President Trump on Monday ordered the declassification of a trove of records relating to the early days of the Russia investigation, including text messages from former FBI Director James Comey and the surveillance application that permitted the bureau to monitor ex-Trump campaign aide Carter Page.

The extraordinary move, which the President said he ordered for “reasons of transparency,” comes in response to repeated calls for declassification from his congressional allies who claim, with scant evidence, that the investigation into Russian interference in the 2016 election was plagued by an anti-Trump bias.

In addition to the Page FISA warrant, Trump ordered the Director of National Intelligence to release, without any redaction, text messages relating to the Russia probe from Comey, ex-FBI Deputy Director Andrew McCabe, ex-FBI officials Peter Strzok and Lisa Page and senior Justice Department official Bruce Ohr.

The move, which comes in the wake of a guilty plea from Trump’s former campaign chairman Paul Manafort, is likely to inflame the President’s already strained relationship with his own U.S. intelligence community, as special counsel Robert Mueller continues to investigate the campaign for possible collusion with Moscow.

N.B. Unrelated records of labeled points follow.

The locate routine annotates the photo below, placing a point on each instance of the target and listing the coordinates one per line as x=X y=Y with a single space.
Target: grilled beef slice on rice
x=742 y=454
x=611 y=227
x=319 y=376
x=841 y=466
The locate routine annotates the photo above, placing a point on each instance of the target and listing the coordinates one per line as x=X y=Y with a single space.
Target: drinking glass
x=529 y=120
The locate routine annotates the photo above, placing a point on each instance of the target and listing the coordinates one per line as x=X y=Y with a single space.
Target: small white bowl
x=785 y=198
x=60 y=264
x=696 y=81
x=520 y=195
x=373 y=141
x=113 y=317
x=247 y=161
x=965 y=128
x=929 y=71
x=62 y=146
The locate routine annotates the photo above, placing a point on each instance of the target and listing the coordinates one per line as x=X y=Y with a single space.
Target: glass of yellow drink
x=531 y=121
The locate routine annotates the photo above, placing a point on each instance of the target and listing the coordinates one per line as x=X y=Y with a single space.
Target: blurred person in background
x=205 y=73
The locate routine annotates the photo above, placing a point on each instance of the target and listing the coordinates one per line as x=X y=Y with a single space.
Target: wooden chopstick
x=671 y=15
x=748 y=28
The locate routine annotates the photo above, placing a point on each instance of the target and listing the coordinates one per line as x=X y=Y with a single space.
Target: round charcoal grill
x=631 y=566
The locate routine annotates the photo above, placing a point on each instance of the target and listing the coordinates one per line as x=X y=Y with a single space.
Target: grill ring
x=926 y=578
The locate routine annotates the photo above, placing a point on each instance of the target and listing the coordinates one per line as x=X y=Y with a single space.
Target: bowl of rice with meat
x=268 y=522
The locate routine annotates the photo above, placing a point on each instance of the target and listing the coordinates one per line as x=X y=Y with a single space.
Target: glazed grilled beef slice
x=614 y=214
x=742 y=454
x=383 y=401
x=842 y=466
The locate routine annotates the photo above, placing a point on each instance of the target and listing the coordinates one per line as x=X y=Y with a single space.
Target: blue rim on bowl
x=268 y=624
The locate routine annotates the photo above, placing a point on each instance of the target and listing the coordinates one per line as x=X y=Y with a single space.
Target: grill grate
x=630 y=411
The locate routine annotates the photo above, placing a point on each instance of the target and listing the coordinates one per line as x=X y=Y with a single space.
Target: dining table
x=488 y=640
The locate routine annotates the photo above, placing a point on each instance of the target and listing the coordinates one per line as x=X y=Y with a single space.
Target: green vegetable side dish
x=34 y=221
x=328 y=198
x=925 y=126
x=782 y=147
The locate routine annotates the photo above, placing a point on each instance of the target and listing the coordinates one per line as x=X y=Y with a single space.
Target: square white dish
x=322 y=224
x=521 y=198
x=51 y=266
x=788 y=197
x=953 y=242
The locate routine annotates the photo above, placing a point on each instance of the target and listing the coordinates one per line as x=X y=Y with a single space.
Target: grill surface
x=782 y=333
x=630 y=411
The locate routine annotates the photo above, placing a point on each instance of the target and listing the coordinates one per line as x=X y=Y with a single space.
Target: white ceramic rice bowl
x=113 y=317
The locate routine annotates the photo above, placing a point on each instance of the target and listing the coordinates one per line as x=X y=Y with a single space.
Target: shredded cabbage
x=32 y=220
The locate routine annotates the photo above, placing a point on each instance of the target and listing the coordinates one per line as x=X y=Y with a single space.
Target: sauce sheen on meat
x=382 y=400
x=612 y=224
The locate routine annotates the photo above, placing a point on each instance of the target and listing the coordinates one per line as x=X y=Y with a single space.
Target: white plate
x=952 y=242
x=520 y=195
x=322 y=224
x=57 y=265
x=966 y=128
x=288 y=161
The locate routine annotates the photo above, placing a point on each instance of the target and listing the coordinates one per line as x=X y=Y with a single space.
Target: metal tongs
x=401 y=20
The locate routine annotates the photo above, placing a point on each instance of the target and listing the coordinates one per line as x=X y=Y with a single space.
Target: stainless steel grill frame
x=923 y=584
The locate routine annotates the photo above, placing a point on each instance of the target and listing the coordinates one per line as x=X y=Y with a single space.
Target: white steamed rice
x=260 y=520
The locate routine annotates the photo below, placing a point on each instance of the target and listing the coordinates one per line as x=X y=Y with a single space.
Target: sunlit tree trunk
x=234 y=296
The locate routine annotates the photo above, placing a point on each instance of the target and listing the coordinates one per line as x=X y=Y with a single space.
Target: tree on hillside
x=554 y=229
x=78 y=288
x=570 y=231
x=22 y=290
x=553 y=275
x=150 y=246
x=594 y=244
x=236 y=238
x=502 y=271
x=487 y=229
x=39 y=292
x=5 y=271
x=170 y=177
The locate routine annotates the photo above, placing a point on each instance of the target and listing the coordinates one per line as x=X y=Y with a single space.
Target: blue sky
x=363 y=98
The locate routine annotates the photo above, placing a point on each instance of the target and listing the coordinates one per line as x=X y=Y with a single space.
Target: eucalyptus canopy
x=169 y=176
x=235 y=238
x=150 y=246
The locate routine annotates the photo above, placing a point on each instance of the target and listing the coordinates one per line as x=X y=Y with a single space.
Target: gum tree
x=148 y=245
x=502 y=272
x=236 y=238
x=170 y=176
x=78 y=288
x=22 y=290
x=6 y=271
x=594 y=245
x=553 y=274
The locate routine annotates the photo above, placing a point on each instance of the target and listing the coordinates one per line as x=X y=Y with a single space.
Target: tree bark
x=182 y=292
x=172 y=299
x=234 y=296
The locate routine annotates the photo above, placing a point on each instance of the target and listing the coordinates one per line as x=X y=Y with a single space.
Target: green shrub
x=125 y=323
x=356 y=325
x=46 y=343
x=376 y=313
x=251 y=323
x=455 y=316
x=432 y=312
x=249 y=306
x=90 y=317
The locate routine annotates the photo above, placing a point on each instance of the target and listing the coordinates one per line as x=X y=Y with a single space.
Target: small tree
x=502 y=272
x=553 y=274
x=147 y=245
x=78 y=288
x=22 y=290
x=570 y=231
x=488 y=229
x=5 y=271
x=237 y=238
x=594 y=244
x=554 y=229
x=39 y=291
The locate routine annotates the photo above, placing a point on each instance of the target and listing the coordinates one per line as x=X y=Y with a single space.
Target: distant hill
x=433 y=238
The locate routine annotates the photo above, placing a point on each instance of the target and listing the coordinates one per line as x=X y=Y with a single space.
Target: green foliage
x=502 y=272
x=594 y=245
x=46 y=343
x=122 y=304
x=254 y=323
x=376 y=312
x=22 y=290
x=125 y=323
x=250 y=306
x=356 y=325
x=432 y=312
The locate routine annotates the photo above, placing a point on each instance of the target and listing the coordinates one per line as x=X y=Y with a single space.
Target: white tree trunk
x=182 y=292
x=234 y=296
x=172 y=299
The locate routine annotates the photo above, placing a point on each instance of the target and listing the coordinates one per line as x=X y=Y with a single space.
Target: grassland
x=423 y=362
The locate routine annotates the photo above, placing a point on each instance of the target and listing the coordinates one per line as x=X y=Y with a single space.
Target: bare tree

Mueller’s investigation has already resulted in 35 indictments against Trump associates and Russians, including guilty pleas from Manafort, his former national security adviser Michael Flynn and ex-campaign advisers Rick Gates and George Papadopoulos.

The President has repeatedly attacked the members of his intelligence community he targeted with Monday’s order, claiming they and Mueller are perpetuating a baseless “witch hunt.”

Right-wing outlets and Trump allies in Congress have zeroed in on text messages exchanged between Strzok and Page as evidence of a sweeping anti-Trump bias within the ranks of the FBI and the intelligence community at large.

However, a report from the Justice Department’s inspector general put those suspicions to bed, concluding there is no evidence suggesting the exchanges between Strzok and Page resulted in any concrete investigative decisions.

Ohr, a longtime Justice Department investigator, has recently faced Trump’s ire over his ties to Fusion GPS, the firm that funded the dossier compiled by former British spy Christopher Steele. The dossier, which has not been verified by U.S. intelligence, alleges the Russian government has compromising information about Trump, including video tapes of his directing prostitutes to perform a lewd sex act in a Moscow hotel suite.